At all times, there remains a symmetry between the New York Yankees and Los Angeles Dodgers.

They’re Major League Baseball’s two most recognizable brands, playing on opposite coasts. They each had the Most Valuable Player in their respective leagues last year, and those same players may be repeat winners this year. And a year after the Dodgers took down the Yankees in the World Series, both are hoping to make it back.

It’s a real burden for a manager in either of these two markets to deal with the weight of expectations. For both of these teams, the year is a failure if it doesn’t result in a championship. Both the Dodgers’ Dave Roberts and the Yankees’ Aaron Boone have had their jobs called into question on numerous occasions through the years.

That’s why, as both teams embark on their respective playoff runs on Tuesday, Roberts can empathize with what Boone, who has yet to win a World Series title in his eighth year as the New York skipper, must be dealing with.
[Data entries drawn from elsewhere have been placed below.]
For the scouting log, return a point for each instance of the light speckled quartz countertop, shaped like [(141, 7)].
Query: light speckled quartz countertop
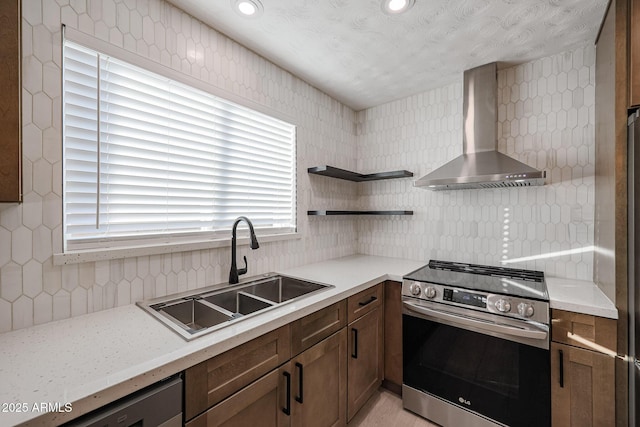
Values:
[(580, 296), (94, 359)]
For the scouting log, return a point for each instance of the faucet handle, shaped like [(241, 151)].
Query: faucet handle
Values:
[(244, 269)]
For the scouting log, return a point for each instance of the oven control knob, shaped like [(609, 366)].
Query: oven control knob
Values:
[(415, 289), (430, 292), (525, 310), (503, 306)]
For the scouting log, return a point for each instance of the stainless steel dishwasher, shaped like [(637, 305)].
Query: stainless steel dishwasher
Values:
[(159, 405)]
“I think Aaron Boone is the only person I feel like I can relate to, with the market, the expectations,” Roberts said Monday, per Bob Nightengale of USA Today. “You know every night seems almost like a Game 7 with the results, the accountability, the micromanaging.

“If you don’t win the World Series, you failed. And that’s not like any other job or profession. But to be quite frank, that’s the path we’ve chosen. Pressure is a privilege. I think it’s a good thing.”

There’s plenty of symmetry between the careers of Roberts and Boone, who once played in college against each other in the Pac-10 in the 1990s — Roberts at UCLA, Boone at USC. They’re two names synonymous with the Yankees-Boston Red Sox rivalry in the early 2000s — Boone’s walk-off homer in 2003, Roberts’ infamous stolen base in 2004.

But despite the tremendous success of both franchises throughout the years, Roberts is the one with two World Series rings as as manager, compared to Boone’s zero.

Whether that changes this year remains to be seen, but Roberts clearly will have some sympathy for Boone if the two look across at each other once more during the World Series.